The UK Supreme Court has ruled that artificial intelligence (AI) cannot be recognized as an inventor when seeking patents. The decision came in response to a petition from Stephen Thaler, the founder of the AI system DABUS, who sought to name the AI as the inventor of a food container and a flashing light beacon.

The court unanimously rejected the petition, aligning with a similar decision in the United States where Thaler lost an appeal with the US Patent and Trademark Office. The US Supreme Court declined to hear the case.

The UK Intellectual Property Office (IPO) had previously rejected Thaler’s request, stating that inventors must be human or a legal entity. The Supreme Court’s judgment emphasized that the decision was based on the absence of a legal framework that designates a machine as a creator.

AI Cannot be considered an inventor, according to the Supreme Court in the UK.

Judge David Kitchin noted that the case involved concepts for new and non-obvious devices and methods generated autonomously by DABUS.

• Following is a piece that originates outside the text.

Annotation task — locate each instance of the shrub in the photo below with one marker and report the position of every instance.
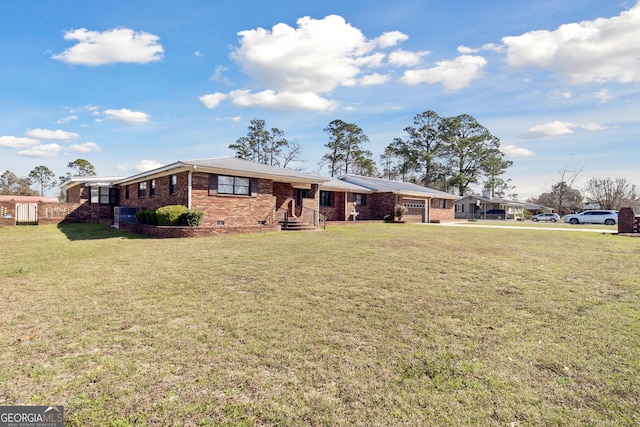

The UK IPO acknowledged that the Thaler case raises valid questions about how to handle AI-generated material. This issue is not unique to the UK, as the United States is also grappling with similar questions about the legal protection of art or other materials created by AI systems.

The Supreme Court’s ruling underscores the current legal understanding that patents and inventions are concepts designed for human or corporate entities, and AI lacks the legal recognition as an inventor.